# Cameralabs review of EOS R



## AlanF (Oct 16, 2018)

https://www.cameralabs.com/canon-eos-r-review/
A pretty comprehensive review, echoing most of the pros and cons reviewed elsewhere but in far more depth. But, it has one of the first detailed assessments of its AF. The worst feature is the lack of live feedback in AI Servo. It means that it is pretty hopeless for erratic fast moving subjects like birds in flight as you are looking at the previous position and not the present one. It has much better AF with "adapted" EF lenses than the Sony A7III with the same lens. Definitely a step down from the 5DIV for my needs for a body for a telephoto lens for nature and action photography.


----------



## Mt Spokane Photography (Oct 17, 2018)

AlanF said:


> https://www.cameralabs.com/canon-eos-r-review/
> A pretty comprehensive review, echoing most of the pros and cons reviewed elsewhere but in far more depth. But, it has one of the first detailed assessments of its AF. The worst feature is the lack of live feedback in AI Servo. It means that it is pretty hopeless for erratic fast moving subjects like birds in flight as you are looking at the previous position and not the present one. It has much better AF with "adapted" EF lenses than the Sony A7III with the same lens. Definitely a step down from the 5DIV for my needs for a body for a telephoto lens for nature and action photography.

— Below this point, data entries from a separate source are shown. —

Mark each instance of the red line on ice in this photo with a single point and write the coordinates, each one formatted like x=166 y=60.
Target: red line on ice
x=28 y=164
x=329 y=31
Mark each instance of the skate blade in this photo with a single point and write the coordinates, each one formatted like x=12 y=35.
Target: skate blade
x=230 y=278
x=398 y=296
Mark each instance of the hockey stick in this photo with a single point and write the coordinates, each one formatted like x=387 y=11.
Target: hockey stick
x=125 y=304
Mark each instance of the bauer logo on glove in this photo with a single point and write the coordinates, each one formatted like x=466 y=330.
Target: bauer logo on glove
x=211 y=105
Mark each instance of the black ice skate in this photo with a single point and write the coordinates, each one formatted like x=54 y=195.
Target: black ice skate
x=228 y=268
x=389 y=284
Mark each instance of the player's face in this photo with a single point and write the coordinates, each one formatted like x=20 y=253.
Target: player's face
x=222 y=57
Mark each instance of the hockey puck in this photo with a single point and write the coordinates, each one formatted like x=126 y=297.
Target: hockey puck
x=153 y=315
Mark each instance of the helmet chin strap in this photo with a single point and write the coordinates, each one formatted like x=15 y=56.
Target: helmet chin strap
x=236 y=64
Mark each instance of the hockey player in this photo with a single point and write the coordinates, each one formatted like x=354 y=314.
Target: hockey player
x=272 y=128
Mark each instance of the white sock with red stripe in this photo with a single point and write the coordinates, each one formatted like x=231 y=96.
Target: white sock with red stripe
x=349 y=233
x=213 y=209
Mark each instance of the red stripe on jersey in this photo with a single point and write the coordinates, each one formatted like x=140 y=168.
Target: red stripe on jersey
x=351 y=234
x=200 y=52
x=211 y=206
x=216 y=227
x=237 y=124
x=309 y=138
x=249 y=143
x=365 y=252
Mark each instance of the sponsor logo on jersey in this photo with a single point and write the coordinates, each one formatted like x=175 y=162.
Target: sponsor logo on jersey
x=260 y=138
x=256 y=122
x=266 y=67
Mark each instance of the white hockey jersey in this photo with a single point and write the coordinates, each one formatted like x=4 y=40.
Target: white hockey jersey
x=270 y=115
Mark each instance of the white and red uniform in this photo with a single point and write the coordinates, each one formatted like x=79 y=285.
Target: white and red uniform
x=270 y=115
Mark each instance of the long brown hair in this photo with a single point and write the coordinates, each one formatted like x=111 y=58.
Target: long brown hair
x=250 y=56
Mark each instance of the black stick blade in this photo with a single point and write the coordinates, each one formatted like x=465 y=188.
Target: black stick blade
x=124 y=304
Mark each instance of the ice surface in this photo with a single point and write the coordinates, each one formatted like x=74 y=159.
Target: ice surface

Although I've only used mine for 2 or 3 hours today, I do agree that its not a camera for big lenses or those who need high FPS. Even with a high FPS camera, I quickly got tired of reviewing hundreds of images, and reverted to single shot, so I almost never use anytrhing other than single shot. 

I see no take away using adapted lenses, in fact, with hard to AF lenses like my Sigma 18-35mm Art, AF was fast and accurate every time. I was disappointed with it with my SL2 which has no AFMA, and using the Sigma dock was pretty impractical because it was trial and error. Of course, now there is no pressing reason to use or keep the lens for FF use, because I have to crop images and could do as well with a smaller and lighter lens.


----------



## Talys (Oct 17, 2018)

Thanks for the link, Alan. Based on everything I've read, I think I will wait for the next version up, for now -- mostly because of the ergonomics. I think I'd miss the joystick/wheel; and the constant-on liveview on the LCD would probably bug me too much (I know I hated this on the Sony, but you can control the LCD on the A7). I'd really like the traditional mode dial back, too.

I suspect I will like the next model up or next iteration or two, or perhaps even the next firmware, much more. Although I'm 100% sure I'll buy some RF camera in the not distant future, the when will largely be determined by a device that I don't feel is a downgrade from 5D4 for birding.


----------



## AlanF (Oct 17, 2018)

The ability to turn off the LCD would be a must for me. It bugs me having to turn off the camera between shooting sessions to conserve battery life with present mirrorless offerings. It is a no brainer to have that simple control on all mirrorless that have an evf that turns on when raised to the eye.


----------